Opolscy politycy o nyskiej obwodnicy
Jarosław Pilc z Ruchu Palikota podkreśla, że to jedna z najważniejszych inwestycji w województwie opolskim. W zapewnienia ministra transportu jednak nie wierzy. - Obwodnica jest elementem gry wyborczej - twierdzi.
Marszałek województwa opolskiego Józef Sebesta z Platformy Obywatelskiej wyjaśnia, że wpisanie obwodnicy na listę wymagało wielu rozmów z ministrem transportu i premierem Donaldem Tuskiem.
Sebesta dodaje, że w kolejnym planie powinna znaleźć się - ze względów bezpieczeństwa - obwodnica Kędzierzyna-Koźla. - Codziennie przez centrum KK przewozi się 1 500 ton niebezpiecznych materiałów – tłumaczy marszałek. Jeśli chodzi o obwodnicę Niemodlina, to - w ocenie Sebesty - inwestycję trzeba na nowo przemyśleć, by nie wpłynęła na marginalizacją miasta.

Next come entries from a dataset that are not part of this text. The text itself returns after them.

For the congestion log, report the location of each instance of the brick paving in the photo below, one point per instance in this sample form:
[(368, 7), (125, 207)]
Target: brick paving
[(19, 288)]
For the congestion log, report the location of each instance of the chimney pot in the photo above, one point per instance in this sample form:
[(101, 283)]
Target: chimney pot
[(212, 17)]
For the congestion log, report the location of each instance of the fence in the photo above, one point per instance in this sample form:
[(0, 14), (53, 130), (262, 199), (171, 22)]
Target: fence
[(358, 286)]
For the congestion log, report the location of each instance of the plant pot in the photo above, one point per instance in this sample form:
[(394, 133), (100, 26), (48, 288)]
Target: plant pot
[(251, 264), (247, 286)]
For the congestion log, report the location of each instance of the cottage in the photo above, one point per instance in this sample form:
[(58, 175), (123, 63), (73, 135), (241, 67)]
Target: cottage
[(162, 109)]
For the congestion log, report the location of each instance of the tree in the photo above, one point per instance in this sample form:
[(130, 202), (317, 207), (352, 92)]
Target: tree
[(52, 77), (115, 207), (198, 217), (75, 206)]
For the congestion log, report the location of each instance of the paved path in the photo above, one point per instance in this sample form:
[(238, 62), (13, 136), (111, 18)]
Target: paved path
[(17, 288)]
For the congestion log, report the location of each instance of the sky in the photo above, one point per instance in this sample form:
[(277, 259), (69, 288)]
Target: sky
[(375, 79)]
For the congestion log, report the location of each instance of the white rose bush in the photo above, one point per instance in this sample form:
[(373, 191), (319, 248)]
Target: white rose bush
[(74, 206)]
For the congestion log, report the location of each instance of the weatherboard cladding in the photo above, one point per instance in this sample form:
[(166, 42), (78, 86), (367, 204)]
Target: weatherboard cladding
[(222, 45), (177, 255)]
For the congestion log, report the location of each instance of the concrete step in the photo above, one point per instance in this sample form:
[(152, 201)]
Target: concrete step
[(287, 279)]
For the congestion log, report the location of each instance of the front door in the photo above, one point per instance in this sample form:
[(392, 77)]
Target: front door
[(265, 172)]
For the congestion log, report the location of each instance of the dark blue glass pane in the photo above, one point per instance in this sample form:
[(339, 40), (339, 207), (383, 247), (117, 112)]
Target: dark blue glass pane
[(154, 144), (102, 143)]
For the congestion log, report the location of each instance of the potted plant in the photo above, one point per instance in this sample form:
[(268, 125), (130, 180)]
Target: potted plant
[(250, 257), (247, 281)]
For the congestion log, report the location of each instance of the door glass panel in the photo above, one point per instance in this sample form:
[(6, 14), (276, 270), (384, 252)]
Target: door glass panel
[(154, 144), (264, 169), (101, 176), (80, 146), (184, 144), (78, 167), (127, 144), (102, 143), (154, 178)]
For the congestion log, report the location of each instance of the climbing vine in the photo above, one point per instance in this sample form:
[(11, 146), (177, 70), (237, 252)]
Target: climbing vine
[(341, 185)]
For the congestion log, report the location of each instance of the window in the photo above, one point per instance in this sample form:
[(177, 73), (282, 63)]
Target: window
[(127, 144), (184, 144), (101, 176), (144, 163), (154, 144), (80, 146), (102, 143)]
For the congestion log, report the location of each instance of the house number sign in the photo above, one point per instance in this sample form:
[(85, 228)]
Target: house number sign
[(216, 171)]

Piotr Woźniak z SLD jest przekonany, ze budowa obwodnicy Nysy spowoduje ożywienie gospodarcze w całym powiecie nyskim, który zmaga się z bardzo wysokim bezrobociem. - To kluczowa inwestycja, chciałbym wierzyć, że wreszcie ruszy - mówi.
Sceptycyzmu nie kryją politycy prawicy. Arkadiusz Szymański z Prawa i Sprawiedliwości i Marcin Rol z Solidarnej Polski przypominają, że PO już w 2007 roku zapewniała publicznie, że budowa obwodnicy Nysy jest przesądzona. - Miały być gotowa już w 2012 roku, tak mówili politycy Platformy - mówi Szymański. - Tylko obiecujecie i obiecujecie.
- Gdy w listopadzie okaże się, że przetarg został ogłoszony, będziecie winni mieszkańcom regionu przeprosiny - tak skomentował opinie opozycji marszałek Sebesta.
Budowa obwodnicy była jednym z tematów debaty w Loży radiowej.